Es war ein schnell hingekritzelter Satz, notiert Anfang der 1930er Jahre an der Fakultät für Geschichte und Literatur in Oxford, der das literarische Genre Fantasy entscheidend prägen sollte. Der Satz lautete: „In einem Loch im Boden, da lebte ein Hobbit.“ Geschrieben hatte ihn ein junger Dozent, der britische Philologe John Ronald Reuel Tolkien. Im Jahr 1937 stellte er diese Worte an den Anfang seines Kinderbuchs „Der Hobbit oder Hin und zurück“. Das Buch führt die Lesenden auf den fiktiven Kontinent Mittelerde und damit in ein komplexes Paralleluniversum voller Fabelwesen und Magie, für das Tolkien eigene Sprachen, Mythologien und Landkarten entwickelte und das später zum Schauplatz für seine berühmte Romantrilogie „Der Herr der Ringe“ (1954/1955) werden sollte.
Aus der Geschichte um einen Ring, der allmächtige Kräfte verleiht, ist seitdem eine extrem mächtige Industrie hervorgegangen: In den 1960er Jahren löste Tolkiens Epos vor allem in den USA einen Hype aus. Tolkiens Bücher beeinflussten viele Schreibende und Filmschaffende sowie Bands wie Black Sabbath und Led Zeppelin. In Deutschland legten die Romane die Grundlage für das neue literarische Genre High Fantasy – also Plots mit magischen Elementen, die in eigens aufwendig konstruierten Welten spielen. Durch die ikonischen Verfilmungen von Regisseur Peter Jackson Anfang der 2000er Jahre erreichten die Geschichten über Hobbits, Zwerge und Elfen dann endgültig den Mainstream.
Auch den Buchmarkt veränderten sie nachhaltig: Seit den 2000er Jahren gehört das Genre Fantasy zu den stabilsten Segmenten der Branche, wie die Literatur-Forscherinnen Erika Thomalla und Lea Kubeneck 2024 anhand von Spiegel-Bestsellerlisten der vergangenen 24 Jahre aufzeigten.

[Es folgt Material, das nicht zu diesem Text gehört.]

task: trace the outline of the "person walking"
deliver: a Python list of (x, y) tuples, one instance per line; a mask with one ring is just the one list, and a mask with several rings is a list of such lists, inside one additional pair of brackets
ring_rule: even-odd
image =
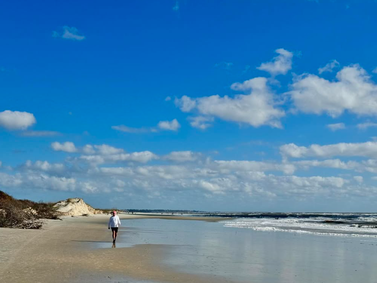
[(118, 234), (118, 227), (120, 225), (120, 220), (119, 217), (116, 215), (116, 211), (115, 210), (112, 212), (112, 216), (109, 220), (109, 224), (107, 226), (109, 229), (111, 228), (111, 231), (113, 233), (113, 243), (115, 242), (116, 239), (116, 234)]

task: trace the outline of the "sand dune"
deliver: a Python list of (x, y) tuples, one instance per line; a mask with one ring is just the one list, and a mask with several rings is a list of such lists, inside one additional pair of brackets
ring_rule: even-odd
[[(131, 218), (169, 216), (121, 214), (123, 226)], [(164, 282), (221, 282), (175, 272), (159, 263), (162, 245), (89, 249), (88, 243), (108, 242), (109, 216), (65, 217), (48, 220), (41, 230), (0, 228), (0, 278), (8, 283), (125, 282), (126, 279)], [(171, 219), (173, 217), (171, 217)], [(174, 219), (208, 219), (175, 217)], [(216, 279), (216, 280), (215, 280)]]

Der Buchwissenschaftler Derek Buker unterscheidet mittlerweile 17 verschiedene Sub-Genres: darunter etwa Dark Fantasy, in dem Plots mit Horror-Elementen im Mittelpunkt stehen, oder Romantasy, in dem eine magische Welt voller Fabelwesen und eine intensive Liebesgeschichte zusammenkommen, wie etwa in der „Twilight“-Reihe (ab 2005) von Stephanie Meyer.
Insbesondere Romantasy ist aktuell auf Erfolgskurs: „Dieser Genre-Mix ist extrem nachgefragt“, sagte Tim Müller, Programmleiter beim dtv-Verlag, in diesem Jahr der Neuen Zürcher Zeitung. Neben der Liebesgeschichte und einem drohenden Kampf zwischen Gut und Böse bilden Sexszenen, die teils sehr explizit geschrieben sind, den Kern der Romane. Erzählt werden die Geschichten zumeist aus der Perspektive von jungen Frauen.
Fantasy-Hype auf Social Media
Diese Zielgruppe ist es auch, die den Trend auf Social Media befeuert: Unter dem Hashtag #BookTok zeigen und bewerten vor allem Leserinnen in millionenfach geklickten Videos auf TikTok ihre Lieblingsbücher. „Der Zusammenhalt der Community und die vordergründig stark wirkenden Frauenfiguren können als wichtige Faktoren für die Popularität des Genres gesehen werden“. Stereotype Geschlechterrollen und schematische Gut-und-Böse-Darstellungen seien jedoch ebenfalls kennzeichnend für die meisten Titel, stellt der Forscher fest. Vielleicht liege auch genau darin der Reiz: „Anders als im Leben gibt es in diesen Storys fast immer ein Happy End.“
Der Vorwurf, Fantasy-Autoren würden dazu neigen, gesellschaftliche Probleme auszublenden und konservatives oder reaktionäres Gedankengut zu verbreiten, ist nicht neu. Geschlossene Weltbilder und klischeehafte Figuren bieten hierfür die Angriffsfläche. Auch Tolkien, dessen komplexe Stoffe sich aus seinem eigenen Leben speisten – etwa aus den Erfahrungen als Soldat während des Ersten Weltkriegs und aus Kindheitserinnerungen –, wurde von Kritikern als Eskapist bezeichnet. Er reagierte in seinem Aufsatz „On Fairy-Stories“ (1947) darauf, in dem er sich für alternative Weltentwürfe aussprach: Die Aufgabe einer Fantasy-Geschichte bestünde darin, Fluchtwege aus einer tristen Realität zu zeigen und Trost zu spenden. Eine Qualität, die das Genre wohl bis heute so beliebt macht.